- Born: Ghana
- Occupation: Lawyer
- Known for: First female president of the Ghana Bar Association
- Spouse: Joe Ghartey

= Efua Ghartey =

Ghanaian lawyer

Efua Ghartey is a Ghanaian lawyer and current president of the Ghana Bar Association (GBA). She has more than 30 years of standing at the Bar and an extensive track record of service to the GBA. Ghartey made history by winning the Ghana Bar Association presidential elections held in Kumasi on Wednesday, 11 September 2024, becoming the first female president of the association.

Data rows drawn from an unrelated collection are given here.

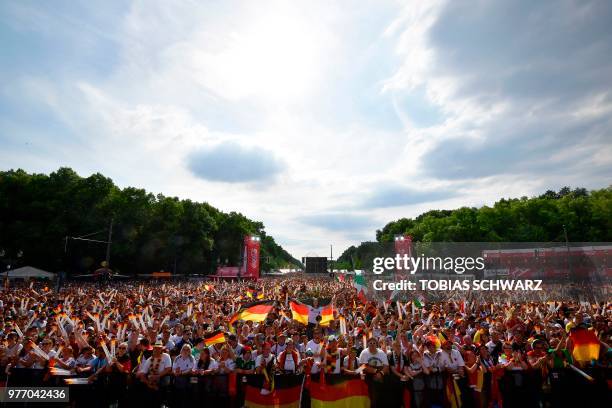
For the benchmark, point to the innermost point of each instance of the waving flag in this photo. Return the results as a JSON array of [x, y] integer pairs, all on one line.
[[256, 311], [214, 338], [339, 391], [287, 392], [299, 312], [586, 344]]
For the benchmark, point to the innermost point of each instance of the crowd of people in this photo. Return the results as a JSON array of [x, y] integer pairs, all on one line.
[[149, 343]]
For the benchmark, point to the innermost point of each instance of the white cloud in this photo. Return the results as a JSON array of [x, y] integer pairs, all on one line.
[[322, 89]]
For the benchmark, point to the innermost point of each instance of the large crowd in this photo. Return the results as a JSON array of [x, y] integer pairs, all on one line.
[[146, 343]]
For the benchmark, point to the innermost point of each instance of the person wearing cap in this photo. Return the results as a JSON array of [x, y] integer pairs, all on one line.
[[155, 368], [375, 360]]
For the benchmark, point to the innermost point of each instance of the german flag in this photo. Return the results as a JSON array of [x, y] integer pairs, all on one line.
[[339, 391], [256, 311], [586, 344], [326, 312], [287, 392], [214, 338], [327, 315], [299, 312]]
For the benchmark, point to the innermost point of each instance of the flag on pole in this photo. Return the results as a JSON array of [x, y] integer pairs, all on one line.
[[586, 344], [215, 337], [299, 312]]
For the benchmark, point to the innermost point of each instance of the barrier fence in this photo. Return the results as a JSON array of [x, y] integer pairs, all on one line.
[[524, 389]]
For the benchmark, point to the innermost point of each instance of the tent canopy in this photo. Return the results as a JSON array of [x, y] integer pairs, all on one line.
[[28, 272]]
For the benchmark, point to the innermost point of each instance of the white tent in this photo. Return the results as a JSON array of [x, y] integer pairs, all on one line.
[[28, 272]]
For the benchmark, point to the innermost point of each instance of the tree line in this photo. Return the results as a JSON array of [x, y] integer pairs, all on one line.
[[150, 232], [585, 216]]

Efua Ghartey was called to the bar on 4 October 1991 and has since established herself as an expert in various fields of law, including Corporate and Commercial Law, Intellectual Property Law, Trade and Investment Law, Alternative Dispute Resolution and Property Law. She has served as chairperson, member, secretary of several boards and organisations involved in various activities centred on children, export financing, aviation, media, education, and publishing since 1992

Early Life and Education

Efua attended Wesley Girls High School and continued to University of Ghana in 1989 where she graduated with B.A. (Hons). She further proceeded to Ghana School of Law and she was called to the bar in 1991.

Family Life

She is the wife of New Patriotic Party (NPP) Member of Parliament for Essikado-Ketan, Joe Ghartey. They have 5 Children together.